Big Wheels Keep On Turning
Sun Herald
Sunday April 19, 1998
They may seem a blast from the past, but paddle-steamers are still a major attraction on the Murray River. Denis Gregory reports.
AS a small boy, Peter Burns felt sorry for an old paddle-steamer, marooned high and dry in a park at Echuca.
It was the logging boat Adelaide, and he remembers roses growing around it.
He wished that one day he could return and put the boat back in the water.
"It was a typical little kid's thing," Burns said. "Later, you never think any more about it.
"But 15 years later I went back. The Adelaide had been restored and I worked as its engineer and later became captain, so I got my wish."
Captain Burns is now skipper of the paddle-steamer Cumberoona, at Albury, and cruises the Murray - Australia's greatest river.
The wood-fired Cumberoona was built by Albury people as an Australian bicentenary project and is modelled on the original PS Cumberoona, which was based at Echuca and named after an upper Murray station.
Owned by Albury Council, the 25m Cumberoona makes regular weekend trips down the river.
Captain Burns began his working life as a motor mechanic but wanted a change.
While visiting his parents at Moama, just across the river from Echuca, he was invited to fire the boilers on the Pevensey, the paddle-steamer known as Philadelphia in the TV series All The Rivers Run.
Later on the same day he was sitting on the back deck having a beer when the paddle-steamer Emmylou pulled into the wharf after being away for two days.
"One of the blokes said Emmylou was looking for an engineer.
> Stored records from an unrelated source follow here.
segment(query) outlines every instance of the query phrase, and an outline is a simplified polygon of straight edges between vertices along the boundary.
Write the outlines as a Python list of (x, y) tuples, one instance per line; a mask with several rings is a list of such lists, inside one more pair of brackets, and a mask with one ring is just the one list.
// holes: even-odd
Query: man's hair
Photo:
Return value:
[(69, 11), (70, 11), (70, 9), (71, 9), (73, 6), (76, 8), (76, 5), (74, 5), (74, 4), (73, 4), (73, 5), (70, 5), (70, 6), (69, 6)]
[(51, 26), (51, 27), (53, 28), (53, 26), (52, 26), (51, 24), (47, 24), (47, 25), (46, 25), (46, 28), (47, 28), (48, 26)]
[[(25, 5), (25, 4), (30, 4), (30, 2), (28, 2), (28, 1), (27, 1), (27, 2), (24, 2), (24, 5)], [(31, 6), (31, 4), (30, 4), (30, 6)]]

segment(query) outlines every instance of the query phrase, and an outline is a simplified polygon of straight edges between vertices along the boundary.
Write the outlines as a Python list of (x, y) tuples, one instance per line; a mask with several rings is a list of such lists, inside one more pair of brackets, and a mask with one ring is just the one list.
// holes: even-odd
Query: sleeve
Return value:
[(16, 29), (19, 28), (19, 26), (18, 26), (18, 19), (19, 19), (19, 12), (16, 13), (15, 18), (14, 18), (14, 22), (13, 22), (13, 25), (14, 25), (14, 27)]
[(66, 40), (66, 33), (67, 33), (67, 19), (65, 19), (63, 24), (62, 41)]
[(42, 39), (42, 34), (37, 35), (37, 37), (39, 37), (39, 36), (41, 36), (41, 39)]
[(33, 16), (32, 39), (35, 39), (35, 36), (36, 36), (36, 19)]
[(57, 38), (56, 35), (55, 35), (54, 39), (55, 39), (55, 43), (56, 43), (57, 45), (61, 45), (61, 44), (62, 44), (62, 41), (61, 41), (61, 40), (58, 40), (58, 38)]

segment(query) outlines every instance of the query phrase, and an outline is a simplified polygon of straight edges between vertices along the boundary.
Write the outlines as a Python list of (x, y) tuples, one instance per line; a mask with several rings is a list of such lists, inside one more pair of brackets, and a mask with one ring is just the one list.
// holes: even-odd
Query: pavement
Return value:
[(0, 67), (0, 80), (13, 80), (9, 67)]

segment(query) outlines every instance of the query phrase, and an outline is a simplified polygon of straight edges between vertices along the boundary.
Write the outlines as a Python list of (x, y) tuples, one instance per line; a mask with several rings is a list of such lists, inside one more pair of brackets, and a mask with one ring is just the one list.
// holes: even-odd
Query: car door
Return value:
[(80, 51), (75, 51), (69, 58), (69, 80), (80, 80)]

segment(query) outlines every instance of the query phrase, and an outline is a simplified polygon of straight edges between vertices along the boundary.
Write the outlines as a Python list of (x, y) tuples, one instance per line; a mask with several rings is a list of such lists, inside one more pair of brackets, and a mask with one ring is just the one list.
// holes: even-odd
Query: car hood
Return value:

I thought, that'll do me. That's the job I'm going to do," Captain Burns said.
"I applied for the job but the manager said he really wanted someone to start straight away, and I didn't have the qualifications, so I worked for six months as deckhand.
"In the meantime I sat for my engineer's exam, passed that and got the engineer's job.
"After doing my time, I became a captain and worked on the Emmylou, the Pride Of The Murray, the Pevensey, the Adelaide, and other Murray River boats."
WHEN the Cumberoona changed hands, Albury Council advertised for a new skipper and Captain Burns got the job.
"You could never tire of the splashing of the paddlewheels and the beautiful Murray River scenery," he said.
The Murray, beginning in the Australian highlands and joined by the Loddon, Goulburn, Murrumbidgee and Darling rivers, is the fourth longest river system in the world, behind the Nile, the Mississippi-Missouri and the Amazon.
Defining 1,000km of the border between NSW and Victoria, the Murray isn't quite on the scale of the Mississippi but it has one thing in common: paddle-steamers.
From 1850 until the turn of the century, the Murray was a water highway with more than 200 paddle-steamers bringing in supplies and taking out produce, wool and wheat from the farms, as well as timber.
Paddle-steamer numbers began to fall with the introduction of the railway, which knocked the river trade around, and then on-board fires and sinkings claimed all except a handful.
But the remaining paddle-steamers, such as the Cumberoona, Pevensey, Rothbury, Emmylou, Coonawarra, Alexander Arbuthnot, Adelaide and Melbourne, can still fire up excitement as they swish past the majestic red gums that hang over most of the Murray.
The steamers have been faithfully restored and many still have genuine, wood-fired engines.
They take passenger cruises on the river and several have sleeping accommodation.
The Emmylou, based at Echuca-Moama, has one and two-night cruises that go upriver as far as the natural wetlands of Barmah Forest and down to the pioneer homestead of Pericoota.
Smaller boats can go farther.
ECHUCA was once Australia's major inland port and is still one of the oldest river towns, known at one time as New Chicago.
Its red gum wharf, once 1.2km long, is still a busy place. Paddle-steamers can dock at three levels for variations in the river height.
Many of the century-old buildings near the wharf, such as the bond store and customs house, have been turned into shops and restaurants.
The Murray played a vital role in the early development of Albury-Wodonga, or the Crossing Place and Belvoir, as the settlements were originally known.
The first industry was established on the banks of the Murray by Robert Brown in 1838 when he built a punt and a guesthouse for travellers.
He set the present trend of the region having more visitors' accommodation than any other inland centre in Australia.
Captain Charles Sturt, who named the Murray, described it as a "great and noble river".
He was pretty right.
Half the Murray's flow is used for irrigation. It also supplies domestic water to more than one million households.
The lower regions are embraced by natural lakes and scores of wetlands that are home for birds and fish.
But the paddle-steamers are still king.